If I had been asked to put money on the most likely candidate for the first post-GDPR breach notification, then Dixons Carphone plc would have easily made my top five.

Back in January this year, their Carphone Warehouse brand received one of the largest civil monetary penalties ever issued by the Information Commissioner – £400,000 – in relation to what was a technically simple cyber-attack back in 2015 which saw the exfiltration of over 3.3m customer records.

The commissioner discovered that none of the servers had antivirus software, and all shared the same administrator password which was known to 30-40 staff members. The websites, which ran on WordPress, had not been patched for some six years and no Web Application Firewall (WAF) was installed. Encryption keys for the databases were stored in plaintext and no one could account as to why the databases held such a large volume of historic customer data in the first place.

Submissions by Carphone Warehouse that ‘unjustifiably high standards of information security’ were being imposed upon them were rejected by the commissioner. Yet, none of this should have been a surprise to the group – the commissioner also noting that around the time of the Dixons merger in 2014 the group had been aware of potential deficiencies and had already implemented “a wide-ranging remedial programme for its information security”.

So, had lessons been learned since the 2015 attack? Were they just incredibly unlucky to be hit again?

The latest attack involved 5.9m credit card records and an additional 1.2m customer records. Whilst technical details have yet to emerge, a look through the 164 pages of the 2016-17 Dixons Carphone annual report suggests that the group has a very long way to go.

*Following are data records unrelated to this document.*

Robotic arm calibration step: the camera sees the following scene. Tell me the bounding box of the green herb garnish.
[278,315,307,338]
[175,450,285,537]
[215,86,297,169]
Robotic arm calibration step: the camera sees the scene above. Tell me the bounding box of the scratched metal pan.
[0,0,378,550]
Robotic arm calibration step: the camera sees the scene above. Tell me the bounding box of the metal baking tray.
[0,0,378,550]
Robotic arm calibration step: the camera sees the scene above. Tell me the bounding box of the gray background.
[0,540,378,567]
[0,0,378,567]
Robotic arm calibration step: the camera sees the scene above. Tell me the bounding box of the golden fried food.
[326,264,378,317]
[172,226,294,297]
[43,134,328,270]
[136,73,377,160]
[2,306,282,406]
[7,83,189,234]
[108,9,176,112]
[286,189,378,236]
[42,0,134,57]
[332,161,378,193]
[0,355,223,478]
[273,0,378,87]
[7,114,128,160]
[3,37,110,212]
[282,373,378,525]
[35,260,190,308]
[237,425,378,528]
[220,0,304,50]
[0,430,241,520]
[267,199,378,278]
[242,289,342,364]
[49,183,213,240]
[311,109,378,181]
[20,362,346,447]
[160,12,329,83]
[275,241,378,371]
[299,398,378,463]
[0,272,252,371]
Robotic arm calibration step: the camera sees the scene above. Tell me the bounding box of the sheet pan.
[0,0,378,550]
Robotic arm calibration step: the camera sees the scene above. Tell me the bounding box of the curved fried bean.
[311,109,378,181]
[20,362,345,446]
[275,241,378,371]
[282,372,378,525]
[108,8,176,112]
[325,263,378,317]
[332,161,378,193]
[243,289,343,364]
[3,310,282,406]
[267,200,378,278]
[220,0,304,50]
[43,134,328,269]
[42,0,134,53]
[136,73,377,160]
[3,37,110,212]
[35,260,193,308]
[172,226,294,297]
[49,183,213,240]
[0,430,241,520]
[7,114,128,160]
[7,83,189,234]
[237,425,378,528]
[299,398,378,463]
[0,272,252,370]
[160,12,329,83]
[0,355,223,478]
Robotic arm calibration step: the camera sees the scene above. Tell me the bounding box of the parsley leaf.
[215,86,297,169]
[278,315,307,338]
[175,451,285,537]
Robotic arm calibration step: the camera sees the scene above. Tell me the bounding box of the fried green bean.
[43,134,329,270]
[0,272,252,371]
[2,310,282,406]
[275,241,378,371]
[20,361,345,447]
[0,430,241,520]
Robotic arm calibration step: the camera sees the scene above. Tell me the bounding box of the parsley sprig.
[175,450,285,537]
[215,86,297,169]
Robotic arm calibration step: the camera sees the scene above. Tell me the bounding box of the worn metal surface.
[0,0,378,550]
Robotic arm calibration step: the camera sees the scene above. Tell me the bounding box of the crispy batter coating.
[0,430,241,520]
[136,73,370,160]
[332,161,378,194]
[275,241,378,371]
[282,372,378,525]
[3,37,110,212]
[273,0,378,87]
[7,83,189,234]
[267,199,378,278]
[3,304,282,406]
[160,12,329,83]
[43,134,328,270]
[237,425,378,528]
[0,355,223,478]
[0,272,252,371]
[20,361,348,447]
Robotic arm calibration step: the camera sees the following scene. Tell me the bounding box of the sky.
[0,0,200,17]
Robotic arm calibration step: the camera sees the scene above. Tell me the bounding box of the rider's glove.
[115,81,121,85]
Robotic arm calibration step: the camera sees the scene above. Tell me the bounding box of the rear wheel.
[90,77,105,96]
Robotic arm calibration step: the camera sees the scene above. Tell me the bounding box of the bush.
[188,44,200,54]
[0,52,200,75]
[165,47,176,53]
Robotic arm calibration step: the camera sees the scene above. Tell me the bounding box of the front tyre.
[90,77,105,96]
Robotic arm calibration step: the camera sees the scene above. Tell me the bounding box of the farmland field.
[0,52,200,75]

The term ‘cybersecurity’ made the boardroom agenda just once – and even then only appeared as a footnote to a wider topic on IT infrastructure. The single biggest risk to a modern day online business (and less than 12 months after a previously devastating cyber-attack) and cybersecurity isn’t sufficiently important to earn its own bullet point.

Incoming CEO Alex Baldock has pledged to significantly increase spending on technology and IT systems following the latest attack, but this has been the Dixons mantra since 2014 - the ‘wide-ranging remedial programme’ implemented at the time failing to prevent the 2015 attack.

Dixons Carphone

The 2016-17 annual report even claims that information security risk had reduced thanks to a “significant and ongoing management effort and investment to reduce this risk exposure” – but once again failed to prevent the latest attack.

The numbers say it all. Their glossy report is long on bold claims about how many tonnes of waste the group collected, the amount of CO2 they saved, the impact of their photovoltaic installations down to the last kilowatt-hour and even how much as a group they’ve invested in LED lighting down to the last penny – but there isn’t a single line item that relates to information security.

Back in January, the Information Commissioner identified problems that were “wide-ranging and systemic, rather than single isolated gaps in an otherwise robust package of technical and organisational measures.”  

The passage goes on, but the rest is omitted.